One of the hardest questions I am asked is not one I get ‘on the job’. It is the one I get all the time from family, friends and people I meet at my kids basketball games: “So, what is it that you do for a living?”
For a long time I struggled with a short, accurate yet meaningful response. “I’m a project manager” is too general. “I deploy project management software” is accurate but is a little bit vague for most people.
What I have started saying is “I work with companies on the best ways to manage their projects and resources using Microsoft Project and Project Server.” If their face goes blank and they start looking for a way to escape I leave it at that. If they seem interested in knowing more I break into the more detailed version: “I learn how they decide which projects to do, how they manage them and how they use their people to work on them. Then I work with them on streamlining some of those processes and then on how to model those processes in the software.” By that time even people that love me are ready to talk about something else and I don’t blame them. What we do as Project Server consultants lacks the mass-appeal of a game developer but for our own purposes it is worth examining what it really IS that we DO.
In no particular order:
- Listen to customers about what they do, how they manage their projects and resources.
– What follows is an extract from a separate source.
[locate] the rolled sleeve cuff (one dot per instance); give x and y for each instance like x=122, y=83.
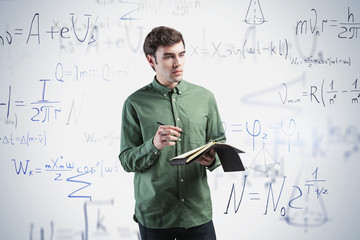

- Build a picture of what is really happening with their projects, resources and other work. How do projects flow through the organization and\or how does the organization flow through the projects.
- Examine how they are currently using data from their existing processes and systems to make decisions about what projects to start, what projects to keep doing, what resources to use or not use, what projects are costing, when projects will finish.
- Design reporting solutions, in some cases, from scratch to provide usable data to inform the decisions that need to be made
- Be the project manager for the Project Server deployment
- Manage customer expectations about what the system will and will not do
- Understand and model how users will interact with the system and design appropriate security constructs
- Train, train and then when you think you are finished training, train the people that did not think they needed training.
- Workflow design. This one is new to 2010 but it plays into the work we have been doing for years to understand how projects moved through their lifecycles, but now we have some cool tools to automate\enforce the process.
So this list is OBVIOUSLY not complete. I’m hoping to generate some comments from the community to round it out a bit. What are your additions to this list of what it means to be a Project Management Software or Project Server consultant?